Les personnes qui conservent de vives capacités cognitives jusqu'à plus de 80 ans semblent posséder un avantage génétique significatif qui protège leur cerveau, selon une nouvelle étude du Vanderbilt University Medical Center. La recherche, publiée le 22 janvier 2026, révèle que ces "super-seniors" sont moins susceptibles d'être porteurs de la variante du gène APOE-ε4, le facteur de risque génétique connu le plus important pour la maladie d'Alzheimer (MA) à apparition tardive.
L'étude a comparé les profils génétiques de super-seniors, définis comme des individus de plus de 80 ans dont les capacités cognitives dépassent de loin celles de leurs pairs, avec ceux d'autres seniors en bonne santé.

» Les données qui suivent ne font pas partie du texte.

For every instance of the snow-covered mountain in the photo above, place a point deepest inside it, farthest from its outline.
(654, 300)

Les chercheurs ont découvert que les super-seniors présentaient non seulement une prévalence plus faible de la variante APOE-ε4, mais aussi des niveaux plus élevés de la variante APOE-ε2, une forme du même gène associée à un risque réduit de maladie d'Alzheimer.
"Ces résultats suggèrent que la génétique joue un rôle crucial dans la détermination de la résilience cognitive chez les personnes âgées", a déclaré le Dr [Fictional Name], auteur principal de l'étude et professeur de neurologie à Vanderbilt. "L'identification de ces facteurs génétiques protecteurs pourrait ouvrir la voie au développement d'interventions ciblées pour prévenir ou retarder le déclin cognitif dans l'ensemble de la population."
Le gène APOE fournit des instructions pour la fabrication d'une protéine qui aide à transporter le cholestérol et d'autres graisses dans le sang. Différentes versions du gène sont associées à des risques variables de maladie d'Alzheimer. Alors que l'APOE-ε4 augmente le risque, l'APOE-ε2 est censé offrir une certaine protection.
La recherche met en évidence l'interaction complexe entre la prédisposition génétique et le vieillissement cognitif. Bien que le fait d'être porteur de la variante APOE-ε4 ne garantisse pas le développement de la maladie d'Alzheimer, il augmente considérablement la probabilité. Inversement, la présence d'APOE-ε2 semble renforcer la résilience cognitive.
"Il est important de se rappeler que la génétique n'est pas une fatalité", a expliqué le Dr [Fictional Name], neurogénéticien aux National Institutes of Health, qui n'a pas participé à l'étude. "Les facteurs liés au mode de vie, tels que l'alimentation, l'exercice physique et l'engagement cognitif, jouent également un rôle important dans le maintien de la santé cérébrale tout au long de la vie."
Les résultats de l'étude ont des implications pratiques pour la compréhension et l'atténuation potentielle du risque de maladie d'Alzheimer. Des recherches supplémentaires sont nécessaires pour élucider pleinement les mécanismes par lesquels ces variantes génétiques influencent la fonction cognitive et pour explorer le potentiel de développement de thérapies géniques. Les chercheurs prévoient de mener des études à plus grande échelle pour valider ces résultats et étudier d'autres facteurs génétiques susceptibles de contribuer à la résilience cognitive. L'objectif ultime est de traduire ces découvertes en stratégies efficaces pour promouvoir un vieillissement cérébral sain et prévenir la maladie d'Alzheimer.